The result on screen is unpredictable but probably good enough for
entertainment purposes.

There are two prevalent HDR video signal systems aside from the closed
Dolby system.

The PQ system defines the Perceptual Quantizer (PQ) EOTF that maps
pixel color values to absolute luminance in cd/m². The 100% level of a
PQ signal is 10,000 cd/m² which is practically beyond any monitor's
capabilities. When you use PQ EOTF to decode color values into linear
values, you get literal cd/m² values. These absolute luminance values
are good to display as is only on a so called mastering display where
the color control of the production has been performed. For any other
display, like any display one might have at hand at home or in the
office, some kind of *tone mapping* must be done to adapt the content to
the display capabilities. This is why PQ system HDR signal usually
comes with information about the mastering display used.

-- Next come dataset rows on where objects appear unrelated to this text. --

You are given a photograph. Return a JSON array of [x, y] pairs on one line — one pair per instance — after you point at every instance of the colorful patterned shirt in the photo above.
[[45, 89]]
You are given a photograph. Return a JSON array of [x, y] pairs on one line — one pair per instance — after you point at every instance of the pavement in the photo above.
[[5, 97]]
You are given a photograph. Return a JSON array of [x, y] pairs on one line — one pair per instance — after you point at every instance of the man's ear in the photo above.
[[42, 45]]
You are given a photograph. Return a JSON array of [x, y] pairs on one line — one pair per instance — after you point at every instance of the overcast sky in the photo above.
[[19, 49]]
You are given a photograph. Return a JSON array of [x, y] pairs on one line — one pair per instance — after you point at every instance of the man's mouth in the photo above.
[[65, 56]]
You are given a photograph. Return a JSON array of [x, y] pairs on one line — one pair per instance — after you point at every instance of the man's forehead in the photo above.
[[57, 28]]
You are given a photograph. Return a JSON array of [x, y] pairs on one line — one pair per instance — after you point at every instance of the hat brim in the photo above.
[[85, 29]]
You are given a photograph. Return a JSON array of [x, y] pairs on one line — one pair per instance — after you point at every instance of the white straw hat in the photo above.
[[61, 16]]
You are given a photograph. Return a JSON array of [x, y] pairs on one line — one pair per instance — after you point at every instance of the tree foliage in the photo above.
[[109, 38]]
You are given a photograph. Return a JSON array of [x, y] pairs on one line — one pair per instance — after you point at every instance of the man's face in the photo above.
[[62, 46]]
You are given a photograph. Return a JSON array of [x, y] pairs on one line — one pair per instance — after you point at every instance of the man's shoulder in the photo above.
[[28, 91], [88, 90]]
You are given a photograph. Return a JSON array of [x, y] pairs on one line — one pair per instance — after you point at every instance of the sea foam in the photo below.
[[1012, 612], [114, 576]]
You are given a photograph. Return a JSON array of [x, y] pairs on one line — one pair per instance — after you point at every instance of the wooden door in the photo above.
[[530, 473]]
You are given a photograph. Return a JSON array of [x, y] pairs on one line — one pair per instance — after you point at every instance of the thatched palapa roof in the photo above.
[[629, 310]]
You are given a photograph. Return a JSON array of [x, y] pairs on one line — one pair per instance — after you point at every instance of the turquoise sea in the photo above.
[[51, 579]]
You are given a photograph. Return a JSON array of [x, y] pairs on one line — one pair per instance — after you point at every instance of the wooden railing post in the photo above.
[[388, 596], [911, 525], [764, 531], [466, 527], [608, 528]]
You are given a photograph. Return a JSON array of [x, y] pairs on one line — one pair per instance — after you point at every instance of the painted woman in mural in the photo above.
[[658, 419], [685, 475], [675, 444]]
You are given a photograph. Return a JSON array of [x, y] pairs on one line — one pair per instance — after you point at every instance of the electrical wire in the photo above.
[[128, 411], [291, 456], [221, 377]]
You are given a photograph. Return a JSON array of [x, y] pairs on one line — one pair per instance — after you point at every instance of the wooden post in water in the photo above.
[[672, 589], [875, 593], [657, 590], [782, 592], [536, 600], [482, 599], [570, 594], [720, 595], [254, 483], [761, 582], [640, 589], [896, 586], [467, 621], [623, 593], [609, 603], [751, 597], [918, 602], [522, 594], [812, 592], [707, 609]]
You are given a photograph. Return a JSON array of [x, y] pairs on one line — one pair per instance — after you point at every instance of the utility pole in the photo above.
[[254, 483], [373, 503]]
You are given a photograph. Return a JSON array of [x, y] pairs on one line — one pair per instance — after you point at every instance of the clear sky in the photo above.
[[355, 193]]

The HLG system defines the HLG OETF that is used to encode producer
optical color values into electrical values. It also defines the
parameterised HLG Opto-Optical Transfer Function (OOTF) that must be
used in a display to tone map the decoded (with the inverse OETF) video
signal for the monitor at hand. The OOTF takes care of a suitable
mapping of the content to monitors with different dynamic ranges.


## Viewing Environment

Adapting content to the monitor at hand is not enough. The viewing
environment also affects the perception of color on screen. Color
appearance modeling studies the effect of environment and everything
else that changes the human perception of colors without actually
changing the colors themselves.

One of the major physical effects is screen flare, ambient light
reflected from the screen surface. While the flare is usually fairly
uniform, colorless (white), and dim (otherwise it bothers the viewer
anyway), it can still have a big impact on the perception of dark
colors. This is because the flare can easily dominate the dark colors
emitted by a display and the human visual system adapts to the overall
brightness of what it sees, losing visual details as the dark colors
are no longer distinguishable under the elevated overall brightness.

The overall illumination of the viewing environment affects the
adaptation state of the human visual system. It affects both the
dynamic range (brightness) adaptation and the white point adaptation.
White point adaptation can be observed from different perceived colors
of white. A (display) color that looks white in one environment can
look bluish or reddish in another environment. Usually this is
compensated with the monitor color temperature settings.

If the environment is very dark and the screen covers much of the field
of vision, then the human visual system adapts mostly to the screen
content as there is little other color reference in sight.

Fortunately viewing environments tend to be arranged to be somewhat
standardish for most use cases. Office environment tends to be well lit
indoors, and living room environment tends to be dim indoors with
(home) theatre environment as the culmination of very dark surroundings
with no stray light. Professional color work uses strictly controlled
viewing environments. This avoids environment related problems.


## Conclusion

We started with the assumption that the pixel was rendered with the
intention to be displayed. This hints that not all pixels are intended
to be displayed. In fact, if you took a raw image from a camera
(think of professional cameras with RAW file format), it would look
quite bad on a display even if you took care of everything mentioned in
this article. Such images need to be carefully processed before they
are ready for display. Consumer cameras do that processing on the
camera using manufacturer magic algorithms, so it is possible you have
never had such an image.

All the above may seem a lot to digest, and we did not even go into
details. The point of this article is to give you an idea of the
concepts related to a pixel's color, hopefully letting you follow other
discussions around color more easily, like why one cannot "just blend"
two pixels together or how "RGB" alone does not mean much.